The song begins with a simple folk guitar and pizzicato pluckings. Veirs’ voice has an innocence that I really love—gentle but clean.  The chorus brings an unexpected harmony vocals and vibrato but nothing prepares you for the feedback squalls that the new electric guitars bring in.

The song doesn’t get faster, just a little noisier—it reminds me of the best Sarah Harmer tracks.   Then the electric guitar goes away and the song feels fuller somehow.  The end of the song introduces a  kind of call and response which adds a cool new element until it all relaxes back into its original mellow style.

I really like this song and need to hear more from Veirs.  And I see that she has released a whole bunch of albums, so there’s a lot to choose from.

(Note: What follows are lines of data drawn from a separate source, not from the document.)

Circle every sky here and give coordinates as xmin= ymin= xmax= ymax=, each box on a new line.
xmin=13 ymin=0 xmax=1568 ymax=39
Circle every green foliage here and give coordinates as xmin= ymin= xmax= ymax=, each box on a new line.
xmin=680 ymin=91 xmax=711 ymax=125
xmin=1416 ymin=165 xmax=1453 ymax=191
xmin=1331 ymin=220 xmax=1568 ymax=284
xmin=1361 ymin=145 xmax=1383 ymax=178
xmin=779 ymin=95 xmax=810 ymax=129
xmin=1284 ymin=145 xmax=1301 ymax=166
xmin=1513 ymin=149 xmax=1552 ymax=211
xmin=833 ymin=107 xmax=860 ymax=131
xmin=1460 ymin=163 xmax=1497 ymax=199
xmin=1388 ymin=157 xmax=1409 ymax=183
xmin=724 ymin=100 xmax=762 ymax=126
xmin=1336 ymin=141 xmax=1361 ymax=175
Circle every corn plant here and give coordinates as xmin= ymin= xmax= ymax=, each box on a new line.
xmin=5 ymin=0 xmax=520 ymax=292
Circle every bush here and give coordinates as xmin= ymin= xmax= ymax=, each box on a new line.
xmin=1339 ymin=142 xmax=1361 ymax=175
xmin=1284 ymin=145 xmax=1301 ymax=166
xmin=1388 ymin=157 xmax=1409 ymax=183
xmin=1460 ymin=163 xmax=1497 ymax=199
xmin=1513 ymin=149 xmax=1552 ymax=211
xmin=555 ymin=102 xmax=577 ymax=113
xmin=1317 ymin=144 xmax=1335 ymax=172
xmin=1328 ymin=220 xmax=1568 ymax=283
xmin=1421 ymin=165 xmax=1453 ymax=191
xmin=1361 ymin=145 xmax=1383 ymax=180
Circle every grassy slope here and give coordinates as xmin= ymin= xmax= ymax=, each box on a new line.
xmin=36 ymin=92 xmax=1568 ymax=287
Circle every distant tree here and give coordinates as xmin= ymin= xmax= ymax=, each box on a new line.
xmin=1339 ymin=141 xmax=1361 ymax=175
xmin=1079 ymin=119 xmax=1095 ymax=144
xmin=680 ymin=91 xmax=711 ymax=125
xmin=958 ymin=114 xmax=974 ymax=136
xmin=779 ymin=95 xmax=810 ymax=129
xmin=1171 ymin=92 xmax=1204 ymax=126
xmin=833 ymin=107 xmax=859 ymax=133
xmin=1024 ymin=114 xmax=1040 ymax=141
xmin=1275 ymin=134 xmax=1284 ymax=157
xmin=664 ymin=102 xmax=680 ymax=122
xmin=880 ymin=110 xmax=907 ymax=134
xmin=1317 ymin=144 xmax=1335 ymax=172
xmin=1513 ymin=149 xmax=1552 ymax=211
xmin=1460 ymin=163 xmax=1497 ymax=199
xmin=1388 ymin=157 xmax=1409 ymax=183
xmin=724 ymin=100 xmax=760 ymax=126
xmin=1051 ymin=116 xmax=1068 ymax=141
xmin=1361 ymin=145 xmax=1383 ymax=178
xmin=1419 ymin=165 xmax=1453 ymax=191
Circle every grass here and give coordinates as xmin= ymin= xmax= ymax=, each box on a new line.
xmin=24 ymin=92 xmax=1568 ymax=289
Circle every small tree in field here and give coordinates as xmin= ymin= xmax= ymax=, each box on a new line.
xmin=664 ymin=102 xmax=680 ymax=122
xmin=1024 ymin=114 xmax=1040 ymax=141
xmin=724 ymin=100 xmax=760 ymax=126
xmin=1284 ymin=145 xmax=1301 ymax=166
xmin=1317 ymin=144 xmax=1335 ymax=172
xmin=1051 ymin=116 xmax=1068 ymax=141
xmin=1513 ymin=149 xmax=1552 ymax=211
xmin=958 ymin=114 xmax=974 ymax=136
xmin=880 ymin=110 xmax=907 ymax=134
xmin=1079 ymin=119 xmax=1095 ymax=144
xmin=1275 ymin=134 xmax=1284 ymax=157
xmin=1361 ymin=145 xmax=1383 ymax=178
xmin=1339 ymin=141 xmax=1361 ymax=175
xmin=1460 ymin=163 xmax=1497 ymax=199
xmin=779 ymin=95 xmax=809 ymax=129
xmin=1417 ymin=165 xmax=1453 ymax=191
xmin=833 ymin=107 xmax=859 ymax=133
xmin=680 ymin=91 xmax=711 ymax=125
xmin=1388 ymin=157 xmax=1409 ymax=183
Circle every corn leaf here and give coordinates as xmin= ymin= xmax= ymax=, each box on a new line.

[READ: May 30, 2013] “Loyalty”

This story begins with a pretty straightforward sentiment: “As much as I love her, I blame Astrid.  Astrid told my wife, Corinne, that she could achieve happiness if only she’d leave me.”  Indeed, Astrid made a regular suggestion out of it–leave him, be free.  And so finally Corinne did–she left him alone with their son, Jeremy.  Initially Jeremy wrote to Corinne but eventually the replies were fewer and further between and he gave up.

Wes was crushed, but soon after he fell in love with Astrid and they got married.  I love the way it is presented:

The minute Corinne was gone, Astrid showed up. I don’t recall that, prior to that day, we had so much as exchanged a moody, sparking glance. She took me into her expert arms. It was consolation and sympathy at first, I guess. I didn’t question it. In about the time it takes to change the painted background in a photographer’s studio from a woodland scene to a brick wall, she had left her boyfriend and was presenting me with casseroles and opened bottles of cold beer.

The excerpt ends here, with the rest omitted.